Un Copilot+ PC est un laptop Windows équipé d’un NPU d’au moins 40 TOPS, défini par Microsoft. Ce seuil donne accès à des fonctionnalités IA on-device exclusives : Windows Recall (historique visuel recherchable), Live Captions (sous-titrage en temps réel avec traduction), Windows Studio Effects (amélioration visio). Les processeurs compatibles incluent AMD Ryzen AI 300 (50 TOPS), Intel Core Ultra 200V (48 TOPS) et Qualcomm Snapdragon X Elite (45 TOPS). Les processeurs plus anciens (Intel Meteor Lake, ~10 TOPS) ne qualifient pas.
Un NPU peut-il faire tourner un LLM localement ?
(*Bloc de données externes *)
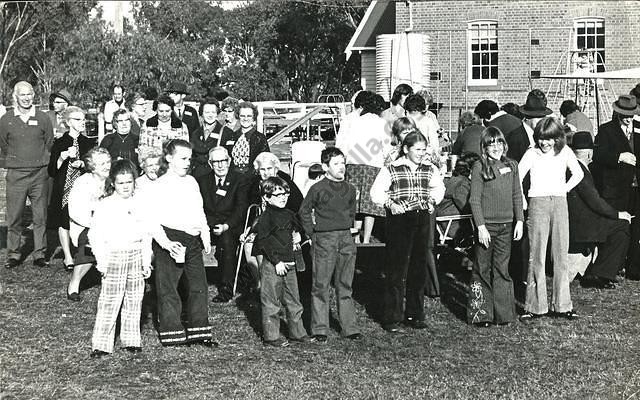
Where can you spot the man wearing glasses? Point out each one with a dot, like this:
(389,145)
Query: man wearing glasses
(26,137)
(224,195)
Partiellement. Les modèles quantifiés (INT4/INT8) de petite taille (7B paramètres) commencent à tourner sur les NPU de 50+ TOPS, mais les performances sont limitées par la mémoire et la bande passante du NPU. Pour les LLM plus lourds (70B+), le GPU reste nécessaire. En pratique, beaucoup de frameworks (Ollama, llama.cpp) utilisent le GPU comme accélérateur principal et le NPU pour des opérations auxiliaires. La tendance est à l’augmentation progressive de la puissance NPU pour supporter des modèles de plus en plus grands on-device.
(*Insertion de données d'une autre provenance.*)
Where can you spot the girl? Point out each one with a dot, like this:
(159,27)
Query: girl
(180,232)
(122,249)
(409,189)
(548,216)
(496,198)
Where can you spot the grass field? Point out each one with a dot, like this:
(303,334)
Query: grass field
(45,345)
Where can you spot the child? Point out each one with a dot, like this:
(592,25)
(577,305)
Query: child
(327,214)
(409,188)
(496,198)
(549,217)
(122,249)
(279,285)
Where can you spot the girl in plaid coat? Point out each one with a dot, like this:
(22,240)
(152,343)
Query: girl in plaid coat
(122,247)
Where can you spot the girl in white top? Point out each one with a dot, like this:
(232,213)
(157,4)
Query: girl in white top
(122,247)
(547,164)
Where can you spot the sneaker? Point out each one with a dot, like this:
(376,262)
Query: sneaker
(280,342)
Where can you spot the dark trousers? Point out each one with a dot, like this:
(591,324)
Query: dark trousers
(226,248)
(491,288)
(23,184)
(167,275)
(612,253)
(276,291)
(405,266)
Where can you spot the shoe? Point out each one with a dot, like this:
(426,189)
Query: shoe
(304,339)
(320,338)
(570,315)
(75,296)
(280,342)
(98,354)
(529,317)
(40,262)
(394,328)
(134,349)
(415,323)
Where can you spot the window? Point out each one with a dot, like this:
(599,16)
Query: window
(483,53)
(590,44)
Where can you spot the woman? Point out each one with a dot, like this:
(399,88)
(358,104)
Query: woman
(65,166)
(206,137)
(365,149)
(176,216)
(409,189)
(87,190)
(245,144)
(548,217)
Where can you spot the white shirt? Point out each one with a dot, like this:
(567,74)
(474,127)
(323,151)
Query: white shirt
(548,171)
Les NPU sont-ils tous compatibles entre eux ?
Non. Chaque fabricant utilise une architecture et un SDK différent : Apple Neural Engine (Core ML), Intel AI Boost (OpenVINO), AMD XDNA (Vitis AI), Qualcomm Hexagon NPU (SNPE). Un modèle optimisé pour un NPU ne fonctionnera pas directement sur un autre. ONNX (Open Neural Network Exchange) est le principal standard d’interopérabilité : il permet d’exporter un modèle dans un format portable, puis de le convertir pour chaque NPU cible. Le Khronos Group travaille sur une standardisation plus profonde des interfaces IA (extension de SPIR-V et Vulkan), mais ce n’est pas encore finalisé.